Researchers Patricia Larke of Texas A&M University and Norvella Carter of Illinois State University summarized strategies proven effective when implemented by trained teachers in School Violence: Preparing In-Service Teachers.  They note that teachers should be trained in the following skills:

  • improving the school climate through after-school activities
  • conflict mediation
  • recognizing the impact of social influences such as poverty and racism on student behavior
  • promoting empathy among students for the concerns of others
  • helping students control impulses to react violently when challenged
  • teaching students problem-solving skills
  • communicating with parents to get them to reinforce lessons from the classroom
  • building self-esteem in students through praise and recognition
  • using and teaching students to use resources in the community to address their needs.

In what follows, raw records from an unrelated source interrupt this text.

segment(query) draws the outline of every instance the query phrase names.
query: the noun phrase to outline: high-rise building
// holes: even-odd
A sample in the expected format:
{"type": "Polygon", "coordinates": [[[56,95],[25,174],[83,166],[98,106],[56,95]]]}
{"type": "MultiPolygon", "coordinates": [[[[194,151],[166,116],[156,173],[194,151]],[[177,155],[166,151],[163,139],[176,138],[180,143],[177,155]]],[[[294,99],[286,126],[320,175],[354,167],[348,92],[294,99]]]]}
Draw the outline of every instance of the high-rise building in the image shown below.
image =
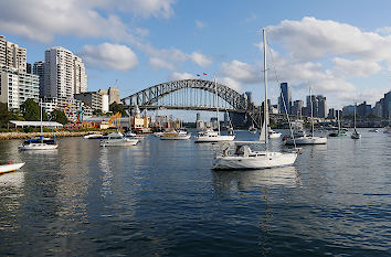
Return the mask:
{"type": "Polygon", "coordinates": [[[336,119],[336,118],[337,118],[337,111],[336,111],[335,108],[328,109],[327,118],[328,118],[328,119],[336,119]]]}
{"type": "Polygon", "coordinates": [[[44,88],[44,62],[35,62],[33,64],[33,74],[40,77],[40,97],[44,97],[43,88],[44,88]]]}
{"type": "Polygon", "coordinates": [[[83,101],[85,105],[91,107],[93,110],[102,110],[102,94],[97,92],[84,92],[81,94],[75,94],[75,99],[83,101]]]}
{"type": "Polygon", "coordinates": [[[371,114],[371,105],[367,105],[367,101],[357,106],[357,116],[358,117],[367,117],[371,114]]]}
{"type": "Polygon", "coordinates": [[[306,116],[311,116],[313,114],[313,117],[318,117],[318,108],[319,108],[319,105],[318,105],[318,98],[314,95],[311,96],[307,96],[307,110],[308,110],[308,114],[306,116]]]}
{"type": "Polygon", "coordinates": [[[106,114],[108,109],[108,94],[106,89],[99,89],[98,93],[102,95],[102,113],[106,114]]]}
{"type": "Polygon", "coordinates": [[[116,87],[108,88],[108,104],[112,105],[114,101],[119,104],[119,90],[116,87]]]}
{"type": "Polygon", "coordinates": [[[384,94],[383,118],[391,120],[391,90],[384,94]]]}
{"type": "Polygon", "coordinates": [[[281,96],[278,97],[279,114],[290,114],[292,88],[286,82],[282,83],[279,87],[281,87],[281,96]]]}
{"type": "Polygon", "coordinates": [[[352,115],[355,115],[355,106],[353,105],[344,106],[342,117],[352,116],[352,115]]]}
{"type": "Polygon", "coordinates": [[[318,118],[326,118],[327,117],[327,101],[326,97],[323,95],[316,96],[316,99],[318,100],[318,109],[317,109],[317,116],[318,118]]]}
{"type": "Polygon", "coordinates": [[[74,94],[81,94],[87,92],[87,74],[83,60],[78,56],[74,56],[74,94]]]}
{"type": "Polygon", "coordinates": [[[9,42],[0,35],[0,67],[7,66],[17,68],[19,72],[27,72],[27,51],[18,44],[9,42]]]}
{"type": "Polygon", "coordinates": [[[27,99],[39,99],[39,76],[3,66],[0,68],[0,101],[19,109],[27,99]]]}
{"type": "Polygon", "coordinates": [[[292,115],[295,115],[297,117],[302,117],[303,116],[303,107],[304,107],[304,101],[303,100],[295,100],[293,106],[292,106],[292,115]]]}
{"type": "Polygon", "coordinates": [[[71,51],[56,46],[45,51],[43,95],[73,99],[87,90],[83,61],[71,51]]]}
{"type": "Polygon", "coordinates": [[[252,92],[246,92],[244,93],[247,96],[247,101],[253,103],[253,93],[252,92]]]}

Successful training programs for school staff also include training in implementing and enforcing school disciplinary and security procedures.  Uniform application of these rules establishes a standard of behavior in the school and helps protect students, teachers, and staff.

Key Partnerships

Teachers, administrators, and other school staff should plan training as a group so that sessions address the concerns of all school personnel and the skills they need to protect themselves and students. Trainers can be private consultants who specialize in crime and violence prevention, or law enforcement specialists.
 
Potential Obstacles

Schools whose budgets are strained by diminished resources may find it difficult to identify funds to implement this strategy.  School administrators can argue for resources if they can compare the investment in training with what the school system spends on responses to crime and violence.

Examples of Success and Results

The Riverhead School District, which serves 1,200 students, including some from Greenport, New York [population 12,000], is in an economically impoverished section of the city. Beginning in 1993, the high school in this district was the scene of increasing incidents of violent and disruptive acts. During the spring of 1993, 25 percent of Riverhead High School's population received an out-of-school suspension for truancy, disorderly conduct, or fighting. In addition, there were suspensions for weapons possession, harassment, menacing, and assault upon teachers and students.

A comprehensive staff training program was developed and implemented in 1994. The mission of this program is to empower staff to become proactive in the process of interdiction, intervention, and prevention of violence. For the vast majority of teachers and administrators, this represented their first introduction to the field. The content for the in-service program has been drawn from the disciplines of education, law enforcement, sociology, and law. This three-part training focuses on awareness, coping with and treating violence in the school, and crisis management or critical incident planning. In addition to the staff training, security guards were hired to supervise the transition places in the school (e.g., halls, lunchroom) where 95 percent of all the school's problems transpired.

Since the program started, there has been a significant reduction in the number of fights in the school, decreasing from four to five fights a week to no reported incidences in a six-month period during 1997. In internal surveys, teachers reported feeling more secure in the school and more willing and able to prevent and diffuse potentially violent situations.

Partnering with local law enforcement, the state division of criminal justice, and the Suffolk County Organization for the Promotion of Education (which delivers the training), the school system pays for the training from the school budget ($3,000 for each training).